Minha mãe tem ficado doente com mais frequência o que tem nos causado muitas preocupações e mais despesas com o hospital e medicamentos. Meu pai nunca quis contar o que realmente acontece com ela, mas eu começava a desconfiar das queixas de dores de cabeça e sua perda de cabelo e peso. Minha mãe estava muito mal e aquilo nos assustava.

Voltei mas cedo do trabalho, com minha mãe tão doente eu tinha que ajudar com o jantar enquanto meu pai trabalhava em sua pequena loja.
Cheguei em casa e fui correndo arrumar a mercadoria para ir a cozinha.

Resolvi passar no quarto da minha mãe para ver como ela estava, mas ao me aproximar percebi que falava ao celular. Resolvi recuar até que ouvi um nome muito familiar: -- George, sua esposa sabe que está falando comigo? - será o George que eu conheço? -- Já passam 27 anos, supera isso por favor... Olha eu não tenho muita paciência está bem? Ordeno que não me volte a ligar. - e então ela terminou a ligação e olhou para a porta do quarto dando se de cara comigo.

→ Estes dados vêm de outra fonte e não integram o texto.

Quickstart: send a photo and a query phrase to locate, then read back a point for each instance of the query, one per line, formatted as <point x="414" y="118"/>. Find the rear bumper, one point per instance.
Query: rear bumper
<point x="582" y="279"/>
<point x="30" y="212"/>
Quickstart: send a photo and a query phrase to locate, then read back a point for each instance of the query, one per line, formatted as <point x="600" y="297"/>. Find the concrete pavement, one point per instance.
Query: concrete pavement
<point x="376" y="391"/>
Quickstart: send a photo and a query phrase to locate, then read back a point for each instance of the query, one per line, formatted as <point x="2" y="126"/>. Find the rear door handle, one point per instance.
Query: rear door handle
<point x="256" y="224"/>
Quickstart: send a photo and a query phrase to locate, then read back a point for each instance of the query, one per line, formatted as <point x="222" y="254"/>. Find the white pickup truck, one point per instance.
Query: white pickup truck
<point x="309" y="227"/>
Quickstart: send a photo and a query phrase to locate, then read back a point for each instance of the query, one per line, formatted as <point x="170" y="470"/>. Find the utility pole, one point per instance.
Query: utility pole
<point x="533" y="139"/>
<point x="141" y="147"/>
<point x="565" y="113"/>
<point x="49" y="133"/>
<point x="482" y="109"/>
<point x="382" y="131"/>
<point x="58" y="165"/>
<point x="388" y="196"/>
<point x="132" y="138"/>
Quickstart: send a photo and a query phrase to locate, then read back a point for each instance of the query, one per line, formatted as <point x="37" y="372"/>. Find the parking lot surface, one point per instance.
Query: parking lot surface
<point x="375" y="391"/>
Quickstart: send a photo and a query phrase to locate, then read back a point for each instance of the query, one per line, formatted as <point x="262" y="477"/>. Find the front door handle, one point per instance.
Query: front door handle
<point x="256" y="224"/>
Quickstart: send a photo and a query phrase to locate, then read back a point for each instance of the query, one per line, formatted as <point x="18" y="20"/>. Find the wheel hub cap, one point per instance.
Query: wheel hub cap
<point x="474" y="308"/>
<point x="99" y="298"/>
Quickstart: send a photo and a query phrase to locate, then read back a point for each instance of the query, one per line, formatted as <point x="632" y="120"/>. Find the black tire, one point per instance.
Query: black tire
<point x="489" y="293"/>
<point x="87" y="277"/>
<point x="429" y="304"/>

Nossos olhares se encontraram e ela ficou perplexa. Me virei e saí andando até a cozinha fazer o jantar.

Eu não entendi o que aconteceu e não sabia se deveria perguntar, mas aquilo foi estranho de mais, eu não sabia se conseguiria dormir depois do que ouvi.

Terminei o que fazia e então fui até a sala de estar para ver televisão e descansar um pouco. Minha mãe estava ali sentada sozinha olhando para o horizonte como se visse alguma coisa.

-- Filha, que bom que esta aqui. - olhei para ela um pouco confusa -- vá até o quarto, pegue numa esteira e algumas capulanas e leve para fora.

-- Porque?

-- Vamos nos deitar lá fora por algum tempo e olhar as estrelas.

-- Esta bem mamã!

Fiz o que minha mãe pediu e aproveitei para pegar duas almofadas. Chamei ela assim que terminei e ela saiu da casa, caminhou até a esteira, descalçou os pés e se deitou de costas.

-- Deite-se aqui minha filha! - pediu polidamente. Obedeci. -- Olha como o céu está bonito, sem nenhuma nuvem e várias estrelas. - olhei o seu como ela pediu. -- minha filha, eu fiz coisas erradas no passado, e essas coisas agora me perseguem... Olha para mim agora, estou doente e sinto que minha morte está próxima, será que é esse o meu pagamento?

-- O que esta falando mãe?

-- Mesmo que esse seja o meu pagamento, não estou preocupada, afinal de contas, eu vivi vários anos feliz ao lado do melhor homem do mundo e tendo a filha mais bonita.

-- Mamã - chamei!

Ela parecia estar em um tipo de transe, eu não estava entendendo nada, mas estava assustada.

-- Ricardo é o melhor homem que eu conheci, mas ele não me merecia, eu não servia para ele... - a interrompi.

-- Vamos levantar para jantar, não está com fome? ... Pai... - gritei para ele que com certeza me ouviu, pois sua pequela loja não ficava tão distante da casa.

Meu pai espreitou e olhou para nós deitadas no meio do quintal e sorriu.

-- O que estão fazendo aí? ... Sem mim?

-- Viemos ver as estrelas Ricardo - minha mãe respondeu meio alucinada. -- vem ver connosco.

O comportamento dela me deixava duvidosa, será que ela estava dizendo a verdade ou eram só os efeitos da doença dela, eu não sabia, mas estava muito incomodada.